Die häufigsten Ursachen für erhöhten Reifenverschleiß bei LKW sind falscher Reifendruck, falsche Achsgeometrie, übermäßige Beladung und aggressives Fahrverhalten. Diese Faktoren wirken oft gleichzeitig und verstärken sich gegenseitig, sodass selbst neuere Fahrzeuge deutlich höhere Verschleißkosten verursachen als nötig.
In der Praxis zeigt sich bei Verteilerverkehr und Getränkelogistik immer wieder dasselbe Muster: Ein LKW, der regelmäßig mit zu niedrigem Reifendruck fährt, verschleißt seine Reifen deutlich schneller als technisch vorgesehen. Der Grund liegt in der erhöhten Walkarbeit des Reifens, die zu Wärmeentwicklung und ungleichmäßigem Abrieb führt. Schon eine Abweichung von 0,5 bar kann die Lebensdauer eines Reifens spürbar verkürzen.
Hinzu kommt die Achsgeometrie: Wenn Vorder- oder Hinterachsen nicht korrekt eingestellt sind, entsteht ein einseitiger Abrieb, der selbst bei vorbildlichem Fahrstil kaum zu vermeiden ist. In der Baulogistik und im Recycling-Bereich, wo Fahrzeuge häufig auf unebenen Untergründen eingesetzt werden, verschärft sich dieses Problem zusätzlich.
Auch Überladung spielt eine unterschätzte Rolle. Wer regelmäßig an der Kapazitätsgrenze fährt, belastet Reifen und Bremsen überproportional. Im Rahmen einer strukturierten Tourenoptimierung lässt sich die Beladungsplanung so gestalten, dass Fahrzeuge gleichmäßiger ausgelastet werden, was den Verschleiß reduziert und Kosten senkt.
Wie beeinflusst das Fahrerverhalten die Brems- und Reifenkosten?
Das Fahrerverhalten ist einer der stärksten Einflussfaktoren auf Brems- und Reifenkosten bei LKW-Flotten. Starkes Bremsen, schnelle Kurvenfahrten, abruptes Anfahren und überhöhte Geschwindigkeit erhöhen den Verschleiß an Reifen und Bremsbelägen erheblich, oft um 20 bis 40 Prozent im Vergleich zu vorausschauendem Fahrstil.

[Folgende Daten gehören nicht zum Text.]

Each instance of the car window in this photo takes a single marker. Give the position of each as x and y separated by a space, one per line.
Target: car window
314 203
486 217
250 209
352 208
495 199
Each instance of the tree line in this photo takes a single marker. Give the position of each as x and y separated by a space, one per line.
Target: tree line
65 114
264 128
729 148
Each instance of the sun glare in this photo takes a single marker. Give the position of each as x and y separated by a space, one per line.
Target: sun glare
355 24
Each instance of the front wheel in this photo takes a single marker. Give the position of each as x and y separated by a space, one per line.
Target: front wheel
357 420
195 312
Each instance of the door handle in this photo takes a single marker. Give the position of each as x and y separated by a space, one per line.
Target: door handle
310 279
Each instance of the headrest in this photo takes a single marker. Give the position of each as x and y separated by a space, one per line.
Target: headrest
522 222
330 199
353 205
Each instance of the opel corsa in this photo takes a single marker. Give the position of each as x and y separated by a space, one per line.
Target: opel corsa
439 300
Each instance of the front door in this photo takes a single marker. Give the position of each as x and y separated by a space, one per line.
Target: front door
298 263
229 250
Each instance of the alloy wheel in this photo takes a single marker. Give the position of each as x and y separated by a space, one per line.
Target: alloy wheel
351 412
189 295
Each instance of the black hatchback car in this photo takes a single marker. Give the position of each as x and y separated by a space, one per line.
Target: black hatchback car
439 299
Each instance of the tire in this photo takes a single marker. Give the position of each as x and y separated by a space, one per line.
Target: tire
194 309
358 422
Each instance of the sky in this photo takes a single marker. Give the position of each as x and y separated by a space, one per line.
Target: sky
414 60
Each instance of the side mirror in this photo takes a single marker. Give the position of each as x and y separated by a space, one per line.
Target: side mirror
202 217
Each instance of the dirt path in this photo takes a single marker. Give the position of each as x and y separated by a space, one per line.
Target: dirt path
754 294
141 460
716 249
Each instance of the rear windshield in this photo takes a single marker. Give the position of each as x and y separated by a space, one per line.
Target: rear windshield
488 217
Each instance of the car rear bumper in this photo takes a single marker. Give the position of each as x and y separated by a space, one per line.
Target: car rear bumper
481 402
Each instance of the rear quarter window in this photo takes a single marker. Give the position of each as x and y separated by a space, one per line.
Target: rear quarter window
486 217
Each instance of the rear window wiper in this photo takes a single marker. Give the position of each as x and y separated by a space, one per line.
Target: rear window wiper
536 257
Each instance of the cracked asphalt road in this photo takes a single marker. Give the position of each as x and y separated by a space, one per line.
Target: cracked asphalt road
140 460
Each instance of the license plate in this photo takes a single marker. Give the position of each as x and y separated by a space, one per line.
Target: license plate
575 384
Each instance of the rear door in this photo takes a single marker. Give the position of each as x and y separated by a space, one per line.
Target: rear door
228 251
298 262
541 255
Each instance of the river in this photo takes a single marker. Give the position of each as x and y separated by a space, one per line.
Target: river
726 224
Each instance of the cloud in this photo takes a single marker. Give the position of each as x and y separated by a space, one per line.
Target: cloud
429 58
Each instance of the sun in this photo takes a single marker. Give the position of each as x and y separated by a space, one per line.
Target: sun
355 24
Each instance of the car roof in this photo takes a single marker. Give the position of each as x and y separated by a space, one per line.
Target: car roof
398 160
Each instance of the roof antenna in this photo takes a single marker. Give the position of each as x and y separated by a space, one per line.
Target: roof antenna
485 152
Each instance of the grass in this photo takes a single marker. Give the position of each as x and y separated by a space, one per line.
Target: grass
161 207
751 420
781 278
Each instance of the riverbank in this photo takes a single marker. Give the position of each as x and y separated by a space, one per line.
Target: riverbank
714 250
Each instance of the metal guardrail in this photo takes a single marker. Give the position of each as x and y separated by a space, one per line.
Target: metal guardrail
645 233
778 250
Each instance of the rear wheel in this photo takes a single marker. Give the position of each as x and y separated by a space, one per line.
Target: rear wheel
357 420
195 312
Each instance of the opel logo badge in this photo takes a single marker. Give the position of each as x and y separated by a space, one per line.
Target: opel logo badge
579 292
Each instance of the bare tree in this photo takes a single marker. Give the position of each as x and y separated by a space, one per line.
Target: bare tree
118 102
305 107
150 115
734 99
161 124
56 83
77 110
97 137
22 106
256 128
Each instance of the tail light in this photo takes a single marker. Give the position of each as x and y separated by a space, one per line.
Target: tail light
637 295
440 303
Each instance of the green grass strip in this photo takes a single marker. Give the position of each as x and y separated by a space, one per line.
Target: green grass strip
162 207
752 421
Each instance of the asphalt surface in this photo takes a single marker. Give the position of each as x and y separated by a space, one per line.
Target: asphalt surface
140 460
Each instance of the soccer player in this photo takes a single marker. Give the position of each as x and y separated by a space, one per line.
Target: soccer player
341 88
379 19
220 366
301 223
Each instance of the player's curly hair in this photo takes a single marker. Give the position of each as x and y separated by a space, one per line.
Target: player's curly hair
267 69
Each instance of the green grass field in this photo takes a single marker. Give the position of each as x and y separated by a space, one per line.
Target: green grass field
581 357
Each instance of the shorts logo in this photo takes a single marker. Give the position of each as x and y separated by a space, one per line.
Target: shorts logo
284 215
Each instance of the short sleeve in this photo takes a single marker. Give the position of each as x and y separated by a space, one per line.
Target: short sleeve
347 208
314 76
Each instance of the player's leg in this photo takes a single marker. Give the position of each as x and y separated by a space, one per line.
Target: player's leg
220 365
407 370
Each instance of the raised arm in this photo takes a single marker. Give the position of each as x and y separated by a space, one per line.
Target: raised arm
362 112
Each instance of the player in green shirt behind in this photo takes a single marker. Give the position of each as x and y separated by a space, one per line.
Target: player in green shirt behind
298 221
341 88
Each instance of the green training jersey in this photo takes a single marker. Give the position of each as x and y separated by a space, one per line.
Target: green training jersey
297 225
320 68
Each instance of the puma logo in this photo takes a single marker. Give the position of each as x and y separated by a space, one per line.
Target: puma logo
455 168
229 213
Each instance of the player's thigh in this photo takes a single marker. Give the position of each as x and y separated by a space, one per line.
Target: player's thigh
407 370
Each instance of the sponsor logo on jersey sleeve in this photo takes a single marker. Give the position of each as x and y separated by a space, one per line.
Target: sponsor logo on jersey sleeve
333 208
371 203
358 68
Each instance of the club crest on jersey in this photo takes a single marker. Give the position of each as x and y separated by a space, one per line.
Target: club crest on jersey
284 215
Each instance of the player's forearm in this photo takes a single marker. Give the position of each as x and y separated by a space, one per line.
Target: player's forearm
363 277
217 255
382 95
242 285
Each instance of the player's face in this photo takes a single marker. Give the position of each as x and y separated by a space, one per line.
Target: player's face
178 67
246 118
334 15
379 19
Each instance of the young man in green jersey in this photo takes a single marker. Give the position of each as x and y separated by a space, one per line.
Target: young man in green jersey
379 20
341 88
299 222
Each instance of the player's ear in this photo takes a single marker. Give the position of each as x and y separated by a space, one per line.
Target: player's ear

Besonders in der Frischelogistik und bei Bäckereiauslieferungen, wo Fahrer unter Zeitdruck stehen und viele Stopps absolvieren, entsteht ein typisches Muster: häufiges, hartes Bremsen an jedem Stopp. Was auf den ersten Blick wie Effizienz wirkt, ist in der Transportkostenanalyse ein klarer Kostentreiber. Bremsbeläge, die eigentlich 80.000 Kilometer halten sollten, sind nach 40.000 Kilometern verschlissen.

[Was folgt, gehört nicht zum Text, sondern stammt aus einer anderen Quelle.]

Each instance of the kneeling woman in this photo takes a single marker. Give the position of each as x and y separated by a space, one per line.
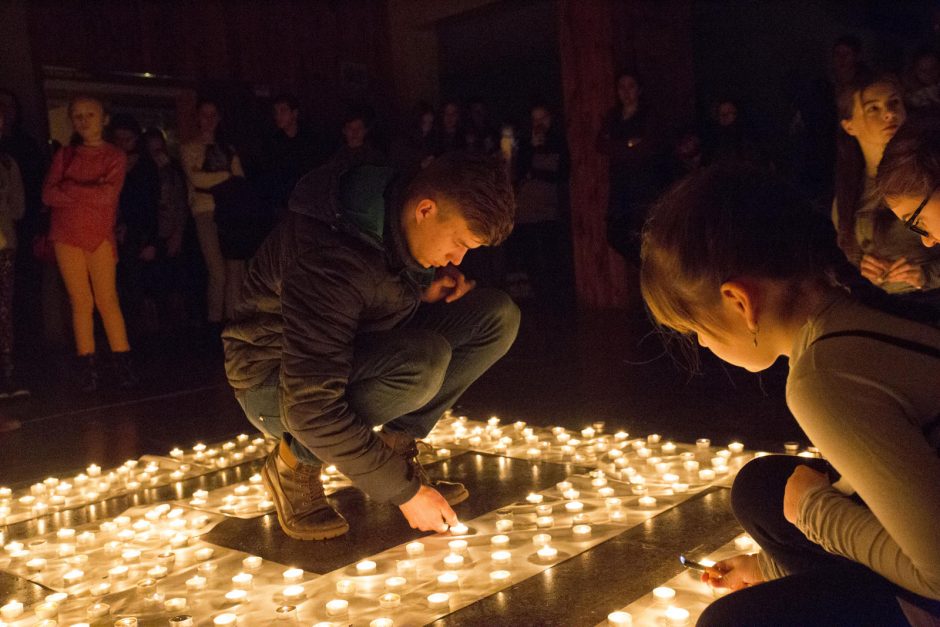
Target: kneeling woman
737 261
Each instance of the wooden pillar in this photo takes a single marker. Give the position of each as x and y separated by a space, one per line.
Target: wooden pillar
587 73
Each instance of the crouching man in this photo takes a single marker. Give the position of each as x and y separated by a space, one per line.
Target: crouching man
356 332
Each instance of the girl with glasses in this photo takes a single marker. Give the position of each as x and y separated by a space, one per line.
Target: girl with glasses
736 261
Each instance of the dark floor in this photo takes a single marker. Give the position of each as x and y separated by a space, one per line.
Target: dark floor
562 371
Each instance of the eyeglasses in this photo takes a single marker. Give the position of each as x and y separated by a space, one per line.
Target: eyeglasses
910 223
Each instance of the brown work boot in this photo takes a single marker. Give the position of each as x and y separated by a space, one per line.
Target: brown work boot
302 508
405 445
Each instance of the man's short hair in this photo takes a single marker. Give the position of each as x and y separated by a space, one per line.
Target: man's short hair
478 184
286 98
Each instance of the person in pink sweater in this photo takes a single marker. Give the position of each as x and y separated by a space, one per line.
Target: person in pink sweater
82 188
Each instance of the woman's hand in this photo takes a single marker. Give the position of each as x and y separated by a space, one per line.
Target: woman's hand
734 573
803 480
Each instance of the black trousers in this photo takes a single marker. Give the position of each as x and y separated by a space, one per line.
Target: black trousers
821 588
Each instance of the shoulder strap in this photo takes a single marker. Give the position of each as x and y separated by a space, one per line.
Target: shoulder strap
910 345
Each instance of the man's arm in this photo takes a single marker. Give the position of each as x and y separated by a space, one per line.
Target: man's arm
321 305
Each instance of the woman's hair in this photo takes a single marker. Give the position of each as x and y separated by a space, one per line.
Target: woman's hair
850 162
721 224
911 162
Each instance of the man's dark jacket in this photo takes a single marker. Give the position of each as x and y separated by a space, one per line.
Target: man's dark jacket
336 266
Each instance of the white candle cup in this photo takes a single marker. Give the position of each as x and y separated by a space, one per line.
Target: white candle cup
541 539
366 567
619 619
500 576
664 595
677 616
547 554
501 558
389 601
581 532
345 587
394 584
504 524
439 600
293 575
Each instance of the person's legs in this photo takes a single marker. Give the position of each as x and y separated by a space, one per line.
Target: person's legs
74 271
479 328
101 268
826 596
208 234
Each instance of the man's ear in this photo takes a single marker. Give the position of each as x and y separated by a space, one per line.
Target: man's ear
742 298
426 208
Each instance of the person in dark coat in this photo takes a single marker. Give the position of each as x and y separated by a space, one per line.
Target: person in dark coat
355 318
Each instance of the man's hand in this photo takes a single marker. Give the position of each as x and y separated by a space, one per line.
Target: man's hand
734 573
449 284
428 511
903 271
804 479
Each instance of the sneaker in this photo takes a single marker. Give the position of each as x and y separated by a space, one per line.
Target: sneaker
407 447
299 499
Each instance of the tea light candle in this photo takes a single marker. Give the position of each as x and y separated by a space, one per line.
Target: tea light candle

Vorausschauendes Fahren, also das frühzeitige Ablesen der Verkehrssituation und das Nutzen des Motorbremsmoments, schont nicht nur Bremsen und Reifen, sondern senkt auch den Kraftstoffverbrauch. Fahrer, die in diesem Bereich gezielt geschult werden, erzielen messbare Einsparungen, ohne ihre Touren zu verlangsamen.
Entscheidend ist dabei, dass Fuhrparkleiter das Fahrerverhalten nicht nur subjektiv bewerten, sondern auf Basis konkreter Fahrzeugdaten analysieren können. Genau hier setzt das Fahrerverhalten analysieren mit Telematik an: Brems- und Beschleunigungsereignisse werden automatisch erfasst und lassen sich als Logistik KPI auswerten.
Warum reicht eine visuelle Reifenkontrolle allein nicht aus?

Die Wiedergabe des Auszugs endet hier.